MB — Je n'approuve pas le choix de Loïc, mais pouvait-il faire autrement? Il est tellement exalté et tellement malheureux! Il n'a pas assez cru peut-être à l'amour de son écrivain privé qui, il est vrai, a commis un soir d'ébriété une grosse maladresse à son égard… Des saints – surtout des saintes – se sont livrés à des extrémités mystiques aberrantes très proches du sadomasochisme. Rien à voir ici : Loïc certes veut attirer l'attention sur sa détresse, sur l'inhumanité de l'Église officielle, sur son homophobie criminelle – comme le jeune poète sicilien Alfredo Ormando à qui ce livre est dédié. En ce sens, mon livre est tout sauf un livre pieux, c'est un roman politique, donc engagé et sulfureux, une forme de résistance contre tout ce qui asservit l'homme dit civilisé… et les jeunes plus vulnérables. Pas seulement l'hyper médiatisation ou les institutions, mais la bêtise, le fric, la vulgarité, le sexisme, le « politiquement correct »… Or, la foi de Loïc est à des années-lumière de cet univers impitoyable… « L'amour pur, c'est mon rêve! » s'écrie-t-il un jour. C'est une utopie bien dangereuse… bien inconfortable dont les croyants n'ont pas le monopole évidemment, même s'ils devraient être, à mon avis, des leaders enthousiastes!

RC — Pourquoi avez-vous décidé de publier et de distribuer vous-même votre livre?

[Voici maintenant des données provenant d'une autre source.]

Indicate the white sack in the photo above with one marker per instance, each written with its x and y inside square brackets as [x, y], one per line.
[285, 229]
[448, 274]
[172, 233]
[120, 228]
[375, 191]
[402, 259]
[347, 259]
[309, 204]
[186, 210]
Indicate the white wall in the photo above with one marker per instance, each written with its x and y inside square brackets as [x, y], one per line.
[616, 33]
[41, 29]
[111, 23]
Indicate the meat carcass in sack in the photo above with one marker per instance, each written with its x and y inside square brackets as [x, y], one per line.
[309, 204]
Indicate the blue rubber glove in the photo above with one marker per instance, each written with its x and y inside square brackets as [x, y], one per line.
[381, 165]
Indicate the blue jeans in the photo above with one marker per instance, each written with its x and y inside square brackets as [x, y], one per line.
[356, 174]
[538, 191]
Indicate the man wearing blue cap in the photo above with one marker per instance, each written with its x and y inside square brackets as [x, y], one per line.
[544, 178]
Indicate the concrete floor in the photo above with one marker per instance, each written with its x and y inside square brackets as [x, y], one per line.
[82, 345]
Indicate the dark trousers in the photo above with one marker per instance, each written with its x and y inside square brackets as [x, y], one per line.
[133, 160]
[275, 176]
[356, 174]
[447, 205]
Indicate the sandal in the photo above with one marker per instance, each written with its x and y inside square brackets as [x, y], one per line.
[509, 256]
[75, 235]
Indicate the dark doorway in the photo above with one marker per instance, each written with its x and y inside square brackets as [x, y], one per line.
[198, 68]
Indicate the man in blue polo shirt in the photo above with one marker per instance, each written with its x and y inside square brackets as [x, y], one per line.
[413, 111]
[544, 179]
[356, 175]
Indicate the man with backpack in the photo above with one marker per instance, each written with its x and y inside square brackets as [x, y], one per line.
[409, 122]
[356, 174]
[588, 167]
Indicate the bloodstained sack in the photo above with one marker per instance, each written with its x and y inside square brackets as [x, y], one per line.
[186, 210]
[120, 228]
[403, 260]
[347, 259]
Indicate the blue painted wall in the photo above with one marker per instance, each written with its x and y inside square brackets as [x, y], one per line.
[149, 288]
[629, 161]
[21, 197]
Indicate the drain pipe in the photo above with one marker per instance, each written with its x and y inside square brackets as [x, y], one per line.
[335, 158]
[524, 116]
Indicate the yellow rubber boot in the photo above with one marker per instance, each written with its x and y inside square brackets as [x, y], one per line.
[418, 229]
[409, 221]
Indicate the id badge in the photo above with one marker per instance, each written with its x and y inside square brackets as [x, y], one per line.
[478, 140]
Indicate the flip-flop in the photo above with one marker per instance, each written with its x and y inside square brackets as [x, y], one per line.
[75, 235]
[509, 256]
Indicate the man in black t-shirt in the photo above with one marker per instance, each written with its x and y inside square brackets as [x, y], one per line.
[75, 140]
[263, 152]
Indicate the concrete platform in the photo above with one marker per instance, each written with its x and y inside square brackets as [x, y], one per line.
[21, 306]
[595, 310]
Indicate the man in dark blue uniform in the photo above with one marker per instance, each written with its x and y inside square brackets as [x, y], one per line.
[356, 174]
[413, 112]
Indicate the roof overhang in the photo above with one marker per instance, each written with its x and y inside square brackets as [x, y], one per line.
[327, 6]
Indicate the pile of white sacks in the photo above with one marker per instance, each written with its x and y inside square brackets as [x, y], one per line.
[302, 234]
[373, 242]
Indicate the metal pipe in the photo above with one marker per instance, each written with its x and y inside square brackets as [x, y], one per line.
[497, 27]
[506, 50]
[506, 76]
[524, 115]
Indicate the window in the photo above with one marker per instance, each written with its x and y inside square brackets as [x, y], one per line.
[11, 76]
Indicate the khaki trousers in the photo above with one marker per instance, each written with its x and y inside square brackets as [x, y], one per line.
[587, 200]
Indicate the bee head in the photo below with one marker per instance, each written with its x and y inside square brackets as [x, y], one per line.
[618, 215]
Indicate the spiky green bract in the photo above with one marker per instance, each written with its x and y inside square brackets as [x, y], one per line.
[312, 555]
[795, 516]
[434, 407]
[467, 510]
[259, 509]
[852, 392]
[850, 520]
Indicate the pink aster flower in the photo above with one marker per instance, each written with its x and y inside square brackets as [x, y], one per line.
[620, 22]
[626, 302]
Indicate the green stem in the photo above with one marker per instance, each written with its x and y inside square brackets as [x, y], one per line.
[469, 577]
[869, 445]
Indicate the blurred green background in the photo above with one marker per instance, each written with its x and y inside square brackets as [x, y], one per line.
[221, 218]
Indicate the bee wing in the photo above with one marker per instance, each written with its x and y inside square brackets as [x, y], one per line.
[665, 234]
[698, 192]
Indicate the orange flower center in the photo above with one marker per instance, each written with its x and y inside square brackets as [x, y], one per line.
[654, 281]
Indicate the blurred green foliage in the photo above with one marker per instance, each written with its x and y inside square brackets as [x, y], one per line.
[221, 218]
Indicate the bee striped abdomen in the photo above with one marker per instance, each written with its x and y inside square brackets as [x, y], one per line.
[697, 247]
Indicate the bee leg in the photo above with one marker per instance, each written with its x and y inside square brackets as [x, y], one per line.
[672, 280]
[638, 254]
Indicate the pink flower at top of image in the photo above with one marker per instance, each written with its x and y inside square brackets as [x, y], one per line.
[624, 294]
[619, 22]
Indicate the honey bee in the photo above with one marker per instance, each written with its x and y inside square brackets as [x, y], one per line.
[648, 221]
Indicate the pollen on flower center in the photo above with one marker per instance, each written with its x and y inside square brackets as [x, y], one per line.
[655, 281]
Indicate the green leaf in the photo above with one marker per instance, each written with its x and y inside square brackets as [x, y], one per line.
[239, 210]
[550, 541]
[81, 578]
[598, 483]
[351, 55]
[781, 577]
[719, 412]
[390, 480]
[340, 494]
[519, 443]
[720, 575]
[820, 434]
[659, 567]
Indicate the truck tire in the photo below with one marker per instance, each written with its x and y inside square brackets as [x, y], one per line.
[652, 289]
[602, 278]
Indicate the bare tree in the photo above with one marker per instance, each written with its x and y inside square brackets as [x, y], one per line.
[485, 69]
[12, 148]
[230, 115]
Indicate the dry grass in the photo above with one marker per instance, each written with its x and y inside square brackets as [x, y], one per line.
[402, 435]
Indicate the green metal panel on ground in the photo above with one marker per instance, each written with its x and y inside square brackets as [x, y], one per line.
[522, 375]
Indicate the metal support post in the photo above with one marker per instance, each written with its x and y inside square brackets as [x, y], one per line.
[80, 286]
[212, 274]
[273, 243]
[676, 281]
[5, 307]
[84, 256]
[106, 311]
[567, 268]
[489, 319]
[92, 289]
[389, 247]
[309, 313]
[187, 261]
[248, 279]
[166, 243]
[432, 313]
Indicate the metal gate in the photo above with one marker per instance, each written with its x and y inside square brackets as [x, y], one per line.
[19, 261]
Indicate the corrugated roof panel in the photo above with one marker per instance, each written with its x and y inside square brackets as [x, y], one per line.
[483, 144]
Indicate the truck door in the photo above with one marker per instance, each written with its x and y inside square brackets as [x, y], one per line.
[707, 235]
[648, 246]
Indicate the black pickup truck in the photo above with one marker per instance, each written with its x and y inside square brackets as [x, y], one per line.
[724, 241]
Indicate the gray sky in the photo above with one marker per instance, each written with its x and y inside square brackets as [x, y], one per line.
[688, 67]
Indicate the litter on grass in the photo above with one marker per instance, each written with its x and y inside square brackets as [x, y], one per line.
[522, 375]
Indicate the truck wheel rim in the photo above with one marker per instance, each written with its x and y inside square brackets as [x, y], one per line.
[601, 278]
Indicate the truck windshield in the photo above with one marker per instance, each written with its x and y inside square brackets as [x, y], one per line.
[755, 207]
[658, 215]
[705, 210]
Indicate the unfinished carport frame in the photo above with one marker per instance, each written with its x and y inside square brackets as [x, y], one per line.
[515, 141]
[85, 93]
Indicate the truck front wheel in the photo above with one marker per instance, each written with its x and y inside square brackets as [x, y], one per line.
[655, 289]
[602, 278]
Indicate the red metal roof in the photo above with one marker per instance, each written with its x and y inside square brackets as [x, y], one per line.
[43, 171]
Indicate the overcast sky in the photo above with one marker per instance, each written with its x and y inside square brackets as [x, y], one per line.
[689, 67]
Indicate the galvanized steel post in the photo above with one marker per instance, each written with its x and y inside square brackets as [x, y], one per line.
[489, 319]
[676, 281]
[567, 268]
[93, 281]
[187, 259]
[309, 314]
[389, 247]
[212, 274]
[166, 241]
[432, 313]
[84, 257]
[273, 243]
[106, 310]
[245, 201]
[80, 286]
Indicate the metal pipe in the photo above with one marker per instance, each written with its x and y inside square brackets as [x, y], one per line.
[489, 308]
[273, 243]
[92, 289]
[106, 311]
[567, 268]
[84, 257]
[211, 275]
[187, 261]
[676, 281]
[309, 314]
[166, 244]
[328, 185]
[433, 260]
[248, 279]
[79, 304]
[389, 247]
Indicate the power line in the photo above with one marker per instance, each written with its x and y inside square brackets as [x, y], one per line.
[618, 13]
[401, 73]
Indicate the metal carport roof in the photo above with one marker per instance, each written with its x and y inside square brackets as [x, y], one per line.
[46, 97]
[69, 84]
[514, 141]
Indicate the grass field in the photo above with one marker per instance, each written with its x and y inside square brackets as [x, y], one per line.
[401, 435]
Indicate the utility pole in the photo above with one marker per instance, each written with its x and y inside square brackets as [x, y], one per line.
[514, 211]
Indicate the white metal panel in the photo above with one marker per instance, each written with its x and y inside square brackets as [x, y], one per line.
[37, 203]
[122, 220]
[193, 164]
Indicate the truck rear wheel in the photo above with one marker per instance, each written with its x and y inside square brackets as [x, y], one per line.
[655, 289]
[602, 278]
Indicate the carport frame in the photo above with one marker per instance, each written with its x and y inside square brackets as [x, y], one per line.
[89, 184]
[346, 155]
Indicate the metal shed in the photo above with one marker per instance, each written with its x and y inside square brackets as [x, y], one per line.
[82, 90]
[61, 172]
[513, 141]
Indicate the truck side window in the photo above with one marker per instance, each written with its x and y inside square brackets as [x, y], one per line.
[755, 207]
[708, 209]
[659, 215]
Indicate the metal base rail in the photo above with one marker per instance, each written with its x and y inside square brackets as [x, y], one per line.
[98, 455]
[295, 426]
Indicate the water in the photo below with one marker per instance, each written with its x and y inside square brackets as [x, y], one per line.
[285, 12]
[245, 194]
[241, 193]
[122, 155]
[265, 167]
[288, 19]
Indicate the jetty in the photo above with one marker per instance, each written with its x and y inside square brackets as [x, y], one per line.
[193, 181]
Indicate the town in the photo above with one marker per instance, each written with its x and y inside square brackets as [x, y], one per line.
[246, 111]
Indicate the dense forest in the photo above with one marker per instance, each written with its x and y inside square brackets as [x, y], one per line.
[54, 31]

MB — J'ai de moins en moins confiance aux éditeurs même si deux « petits » éditeurs — H&O et Alna, pour ne pas les nommer — m'ont donné plusieurs fois ma chance, et je tiens à les en remercier ici. Loïc, c'est mon 11e enfant, le plus beau, le plus hors normes, le plus fragile. J'ai voulu le faire tout seul, comme un papa célibataire, l'habiller avec mes propres couleurs, le présenter aux amis – non pas dans des foires ou des salons du livre –, mais dans des cercles intimes, au corps à cœur. Comme un secret qu'on échange au coin du feu ou une ritournelle qu'on fredonne amoureusement. D'ailleurs, au début, je guettais ma boîte aux lettres espérant une réponse… négative des Grands Éditeurs Prescripteurs! J'en ai vite tiré la conclusion que ce manuscrit singulier ne serait pas pour eux, même si je n'ai qu'une poignée de lectrices et de lecteurs. Mais j'ai bon espoir, c'est une histoire de connivence, de feeling.